Delta encoding is most often used for things like sound encoding where you can "fudge" the accuracy at times without major problems. For example, if you have a change from one sample to the next that's larger than you've left space to encode, you can encode a maximum change in the current difference, and add the difference to the next delta (and if you don't mind some back-tracking, you can distribute some to the previous delta as well). This will act as a low-pass filter, limiting the gradient between samples.
For example, in the series you gave, a simple delta encoding requires ten bits to represent all the differences. By dropping the LSB, however, nearly all the samples (all but one, in fact) can be encoded in 8 bits. That one has a difference (right shifted one bit) of -173, so if we represent it as -128, we have 45 left. We can distribute that error evenly between the preceding and following sample.
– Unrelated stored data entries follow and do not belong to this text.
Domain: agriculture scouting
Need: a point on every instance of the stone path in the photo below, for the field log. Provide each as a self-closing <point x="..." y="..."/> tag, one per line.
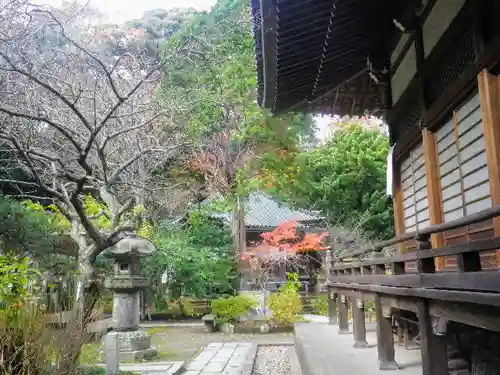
<point x="220" y="359"/>
<point x="154" y="368"/>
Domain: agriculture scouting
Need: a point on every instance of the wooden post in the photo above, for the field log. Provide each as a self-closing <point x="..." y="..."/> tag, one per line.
<point x="433" y="190"/>
<point x="489" y="94"/>
<point x="433" y="348"/>
<point x="397" y="200"/>
<point x="332" y="307"/>
<point x="359" y="324"/>
<point x="343" y="314"/>
<point x="385" y="338"/>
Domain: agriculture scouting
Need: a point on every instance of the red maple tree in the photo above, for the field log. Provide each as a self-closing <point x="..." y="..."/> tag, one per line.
<point x="285" y="240"/>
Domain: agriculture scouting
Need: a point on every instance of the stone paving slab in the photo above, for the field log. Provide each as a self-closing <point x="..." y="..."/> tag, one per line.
<point x="220" y="359"/>
<point x="154" y="368"/>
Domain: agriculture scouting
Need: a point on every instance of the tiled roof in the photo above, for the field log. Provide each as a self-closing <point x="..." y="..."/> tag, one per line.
<point x="318" y="50"/>
<point x="262" y="211"/>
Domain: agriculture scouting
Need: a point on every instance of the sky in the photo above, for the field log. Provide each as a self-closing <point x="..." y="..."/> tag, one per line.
<point x="118" y="11"/>
<point x="122" y="10"/>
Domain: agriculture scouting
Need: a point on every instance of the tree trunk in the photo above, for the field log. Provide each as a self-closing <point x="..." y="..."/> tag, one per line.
<point x="86" y="297"/>
<point x="238" y="230"/>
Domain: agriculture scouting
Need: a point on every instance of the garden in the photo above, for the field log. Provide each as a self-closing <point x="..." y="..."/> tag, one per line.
<point x="147" y="131"/>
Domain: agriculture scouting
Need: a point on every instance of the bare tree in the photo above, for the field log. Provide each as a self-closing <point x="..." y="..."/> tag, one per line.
<point x="79" y="120"/>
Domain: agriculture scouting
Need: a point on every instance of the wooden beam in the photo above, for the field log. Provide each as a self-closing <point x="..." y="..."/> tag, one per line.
<point x="433" y="190"/>
<point x="481" y="298"/>
<point x="489" y="93"/>
<point x="343" y="312"/>
<point x="465" y="281"/>
<point x="399" y="221"/>
<point x="385" y="339"/>
<point x="332" y="306"/>
<point x="359" y="323"/>
<point x="433" y="347"/>
<point x="400" y="303"/>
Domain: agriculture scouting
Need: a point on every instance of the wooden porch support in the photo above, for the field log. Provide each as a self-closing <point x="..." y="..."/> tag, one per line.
<point x="332" y="307"/>
<point x="433" y="348"/>
<point x="343" y="314"/>
<point x="489" y="94"/>
<point x="359" y="325"/>
<point x="385" y="338"/>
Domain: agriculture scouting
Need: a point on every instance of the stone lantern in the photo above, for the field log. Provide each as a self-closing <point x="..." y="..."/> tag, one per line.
<point x="126" y="283"/>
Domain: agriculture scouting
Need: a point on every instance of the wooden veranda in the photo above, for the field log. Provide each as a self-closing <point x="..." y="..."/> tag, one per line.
<point x="433" y="68"/>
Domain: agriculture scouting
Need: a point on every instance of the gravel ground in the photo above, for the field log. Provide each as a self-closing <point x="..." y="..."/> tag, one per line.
<point x="272" y="360"/>
<point x="184" y="343"/>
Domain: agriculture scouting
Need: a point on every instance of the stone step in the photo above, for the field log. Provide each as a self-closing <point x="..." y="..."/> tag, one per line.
<point x="229" y="358"/>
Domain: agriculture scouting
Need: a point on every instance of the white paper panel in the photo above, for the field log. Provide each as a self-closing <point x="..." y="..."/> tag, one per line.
<point x="447" y="154"/>
<point x="472" y="149"/>
<point x="449" y="166"/>
<point x="475" y="163"/>
<point x="409" y="211"/>
<point x="410" y="221"/>
<point x="451" y="191"/>
<point x="471" y="104"/>
<point x="472" y="135"/>
<point x="469" y="122"/>
<point x="476" y="177"/>
<point x="450" y="178"/>
<point x="452" y="203"/>
<point x="446" y="141"/>
<point x="445" y="130"/>
<point x="478" y="192"/>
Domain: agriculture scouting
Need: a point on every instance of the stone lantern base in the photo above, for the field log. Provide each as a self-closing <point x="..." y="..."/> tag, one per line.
<point x="134" y="346"/>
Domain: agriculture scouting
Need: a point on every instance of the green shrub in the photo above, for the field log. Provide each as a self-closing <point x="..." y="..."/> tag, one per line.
<point x="320" y="305"/>
<point x="228" y="310"/>
<point x="100" y="371"/>
<point x="286" y="304"/>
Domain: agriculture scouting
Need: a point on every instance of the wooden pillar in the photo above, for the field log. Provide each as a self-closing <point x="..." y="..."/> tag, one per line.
<point x="489" y="93"/>
<point x="359" y="323"/>
<point x="433" y="190"/>
<point x="399" y="221"/>
<point x="332" y="307"/>
<point x="385" y="338"/>
<point x="433" y="348"/>
<point x="343" y="314"/>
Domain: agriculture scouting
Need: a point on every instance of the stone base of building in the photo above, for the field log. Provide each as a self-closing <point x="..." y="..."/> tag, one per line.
<point x="129" y="346"/>
<point x="139" y="355"/>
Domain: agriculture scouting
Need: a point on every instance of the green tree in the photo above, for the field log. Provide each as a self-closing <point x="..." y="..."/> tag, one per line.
<point x="197" y="258"/>
<point x="24" y="231"/>
<point x="344" y="178"/>
<point x="212" y="91"/>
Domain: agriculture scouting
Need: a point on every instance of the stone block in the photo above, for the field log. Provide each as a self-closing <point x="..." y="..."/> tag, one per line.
<point x="196" y="365"/>
<point x="138" y="355"/>
<point x="133" y="346"/>
<point x="214" y="345"/>
<point x="126" y="311"/>
<point x="215" y="367"/>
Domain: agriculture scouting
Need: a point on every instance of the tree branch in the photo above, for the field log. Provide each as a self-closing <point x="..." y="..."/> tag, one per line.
<point x="114" y="177"/>
<point x="49" y="88"/>
<point x="45" y="120"/>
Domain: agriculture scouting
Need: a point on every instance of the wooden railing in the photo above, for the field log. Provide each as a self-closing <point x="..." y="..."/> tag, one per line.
<point x="468" y="283"/>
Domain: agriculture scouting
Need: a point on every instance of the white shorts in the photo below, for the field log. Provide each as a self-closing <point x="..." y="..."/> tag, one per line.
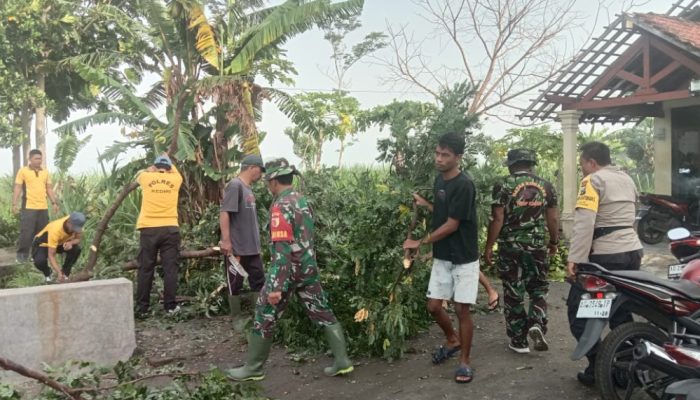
<point x="458" y="282"/>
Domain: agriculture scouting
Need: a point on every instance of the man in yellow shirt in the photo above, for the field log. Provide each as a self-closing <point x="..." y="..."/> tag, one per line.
<point x="158" y="224"/>
<point x="61" y="236"/>
<point x="34" y="184"/>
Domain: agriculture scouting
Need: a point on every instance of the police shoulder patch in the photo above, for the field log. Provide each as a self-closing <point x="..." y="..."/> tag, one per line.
<point x="587" y="196"/>
<point x="280" y="228"/>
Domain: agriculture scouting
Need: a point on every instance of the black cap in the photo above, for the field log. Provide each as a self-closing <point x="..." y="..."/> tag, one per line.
<point x="517" y="155"/>
<point x="254" y="160"/>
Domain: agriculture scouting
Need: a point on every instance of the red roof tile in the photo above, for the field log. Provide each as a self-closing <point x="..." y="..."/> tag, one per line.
<point x="683" y="30"/>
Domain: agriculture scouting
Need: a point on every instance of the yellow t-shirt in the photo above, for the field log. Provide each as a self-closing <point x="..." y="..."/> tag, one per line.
<point x="34" y="183"/>
<point x="159" y="198"/>
<point x="53" y="234"/>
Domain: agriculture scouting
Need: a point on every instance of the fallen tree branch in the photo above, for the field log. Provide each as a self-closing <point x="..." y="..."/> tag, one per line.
<point x="185" y="254"/>
<point x="75" y="393"/>
<point x="39" y="376"/>
<point x="87" y="273"/>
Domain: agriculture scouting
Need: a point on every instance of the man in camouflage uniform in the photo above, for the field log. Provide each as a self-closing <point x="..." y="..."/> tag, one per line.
<point x="293" y="270"/>
<point x="521" y="205"/>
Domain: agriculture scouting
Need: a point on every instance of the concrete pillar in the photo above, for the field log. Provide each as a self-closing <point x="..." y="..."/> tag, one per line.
<point x="89" y="321"/>
<point x="663" y="173"/>
<point x="569" y="126"/>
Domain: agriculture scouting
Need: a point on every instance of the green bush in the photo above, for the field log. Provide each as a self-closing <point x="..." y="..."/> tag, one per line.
<point x="361" y="218"/>
<point x="9" y="222"/>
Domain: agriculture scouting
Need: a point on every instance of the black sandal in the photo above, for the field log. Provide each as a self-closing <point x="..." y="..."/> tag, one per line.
<point x="464" y="374"/>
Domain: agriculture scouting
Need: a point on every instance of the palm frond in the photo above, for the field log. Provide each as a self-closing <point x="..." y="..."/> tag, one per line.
<point x="206" y="43"/>
<point x="81" y="124"/>
<point x="67" y="150"/>
<point x="116" y="149"/>
<point x="156" y="96"/>
<point x="114" y="89"/>
<point x="285" y="21"/>
<point x="294" y="110"/>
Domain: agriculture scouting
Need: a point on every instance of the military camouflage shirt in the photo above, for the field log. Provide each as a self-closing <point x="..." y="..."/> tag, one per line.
<point x="293" y="260"/>
<point x="525" y="198"/>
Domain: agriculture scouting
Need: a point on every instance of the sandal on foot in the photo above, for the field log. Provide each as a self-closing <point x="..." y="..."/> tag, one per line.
<point x="494" y="304"/>
<point x="464" y="374"/>
<point x="443" y="353"/>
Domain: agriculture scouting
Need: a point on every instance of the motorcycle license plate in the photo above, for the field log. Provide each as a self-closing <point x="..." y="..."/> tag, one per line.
<point x="594" y="308"/>
<point x="674" y="271"/>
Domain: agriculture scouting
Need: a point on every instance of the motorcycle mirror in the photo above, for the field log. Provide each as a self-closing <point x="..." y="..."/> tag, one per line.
<point x="678" y="234"/>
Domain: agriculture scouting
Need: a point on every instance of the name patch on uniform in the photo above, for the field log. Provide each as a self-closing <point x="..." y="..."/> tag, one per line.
<point x="587" y="196"/>
<point x="280" y="229"/>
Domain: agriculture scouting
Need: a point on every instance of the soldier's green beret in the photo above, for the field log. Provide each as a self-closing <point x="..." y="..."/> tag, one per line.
<point x="517" y="155"/>
<point x="278" y="167"/>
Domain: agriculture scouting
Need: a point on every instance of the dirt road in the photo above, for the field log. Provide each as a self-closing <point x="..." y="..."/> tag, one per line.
<point x="499" y="373"/>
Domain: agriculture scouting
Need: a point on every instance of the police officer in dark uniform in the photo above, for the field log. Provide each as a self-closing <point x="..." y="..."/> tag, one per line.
<point x="603" y="233"/>
<point x="523" y="204"/>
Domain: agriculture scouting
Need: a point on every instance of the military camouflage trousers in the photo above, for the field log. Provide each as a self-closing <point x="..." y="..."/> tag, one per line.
<point x="524" y="271"/>
<point x="310" y="294"/>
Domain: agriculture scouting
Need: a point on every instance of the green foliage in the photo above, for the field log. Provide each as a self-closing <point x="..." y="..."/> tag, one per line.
<point x="212" y="384"/>
<point x="9" y="222"/>
<point x="7" y="392"/>
<point x="359" y="255"/>
<point x="414" y="129"/>
<point x="67" y="150"/>
<point x="319" y="118"/>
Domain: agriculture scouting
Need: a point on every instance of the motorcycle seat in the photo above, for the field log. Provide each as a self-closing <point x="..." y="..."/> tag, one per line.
<point x="665" y="197"/>
<point x="684" y="287"/>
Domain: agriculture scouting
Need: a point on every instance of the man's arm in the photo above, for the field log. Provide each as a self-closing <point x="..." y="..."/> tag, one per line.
<point x="421" y="201"/>
<point x="553" y="226"/>
<point x="228" y="204"/>
<point x="15" y="197"/>
<point x="225" y="228"/>
<point x="443" y="231"/>
<point x="53" y="263"/>
<point x="495" y="226"/>
<point x="52" y="196"/>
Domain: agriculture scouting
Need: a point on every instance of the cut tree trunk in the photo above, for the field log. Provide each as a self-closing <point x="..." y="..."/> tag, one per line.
<point x="16" y="159"/>
<point x="87" y="273"/>
<point x="40" y="127"/>
<point x="185" y="254"/>
<point x="26" y="121"/>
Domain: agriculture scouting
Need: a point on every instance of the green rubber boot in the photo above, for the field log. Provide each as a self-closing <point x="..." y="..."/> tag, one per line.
<point x="237" y="319"/>
<point x="336" y="341"/>
<point x="258" y="350"/>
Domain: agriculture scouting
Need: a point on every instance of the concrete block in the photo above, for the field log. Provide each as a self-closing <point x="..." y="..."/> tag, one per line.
<point x="90" y="321"/>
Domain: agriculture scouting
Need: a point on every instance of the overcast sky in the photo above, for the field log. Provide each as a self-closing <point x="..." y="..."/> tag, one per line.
<point x="311" y="55"/>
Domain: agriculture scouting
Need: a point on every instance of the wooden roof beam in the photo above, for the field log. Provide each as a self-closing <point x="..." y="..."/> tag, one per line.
<point x="627" y="101"/>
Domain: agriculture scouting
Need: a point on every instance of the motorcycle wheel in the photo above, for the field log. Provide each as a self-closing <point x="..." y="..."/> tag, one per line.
<point x="646" y="233"/>
<point x="614" y="359"/>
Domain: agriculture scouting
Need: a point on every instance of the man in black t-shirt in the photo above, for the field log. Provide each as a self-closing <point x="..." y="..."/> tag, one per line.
<point x="455" y="273"/>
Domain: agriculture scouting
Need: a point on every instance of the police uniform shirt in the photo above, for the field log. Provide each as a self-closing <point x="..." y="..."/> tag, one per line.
<point x="607" y="198"/>
<point x="159" y="198"/>
<point x="53" y="234"/>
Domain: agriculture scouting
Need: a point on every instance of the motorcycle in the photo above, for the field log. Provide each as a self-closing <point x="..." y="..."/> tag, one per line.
<point x="657" y="214"/>
<point x="676" y="365"/>
<point x="669" y="307"/>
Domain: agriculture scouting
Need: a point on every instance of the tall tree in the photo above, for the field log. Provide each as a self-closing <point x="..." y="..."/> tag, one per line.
<point x="344" y="57"/>
<point x="505" y="48"/>
<point x="319" y="118"/>
<point x="203" y="62"/>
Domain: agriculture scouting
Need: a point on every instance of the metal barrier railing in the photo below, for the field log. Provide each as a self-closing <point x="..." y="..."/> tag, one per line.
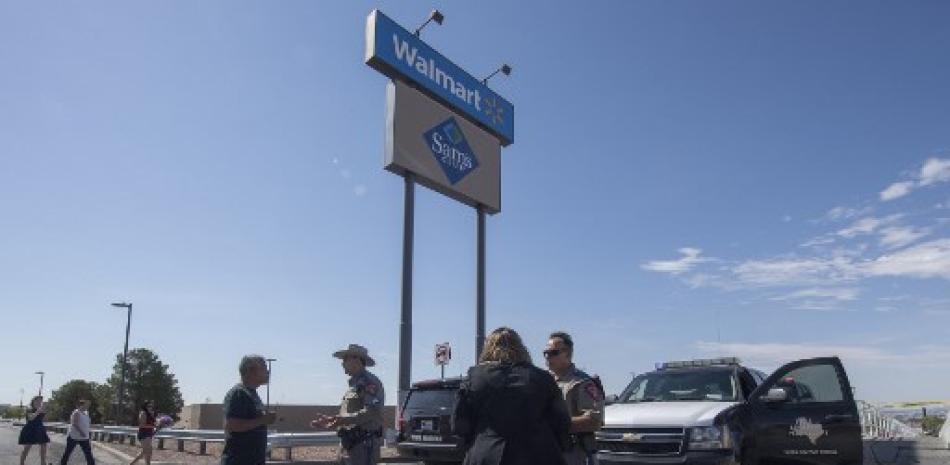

In that case, the output won't be an exact match for the input, but if we're talking about something like sound, the difference probably won't be particularly obvious.
I did mention that it was an exercise that I had to complete and the solution that I received was deemed not good enough, so I wanted some constructive feedback seeing as actual companies never decide to tell you what you did wrong.
When the array is compressed I store the differences and not the original values except the first as this was my understanding. If you had looked at my code I have provided a full solution but my question was how bad was it?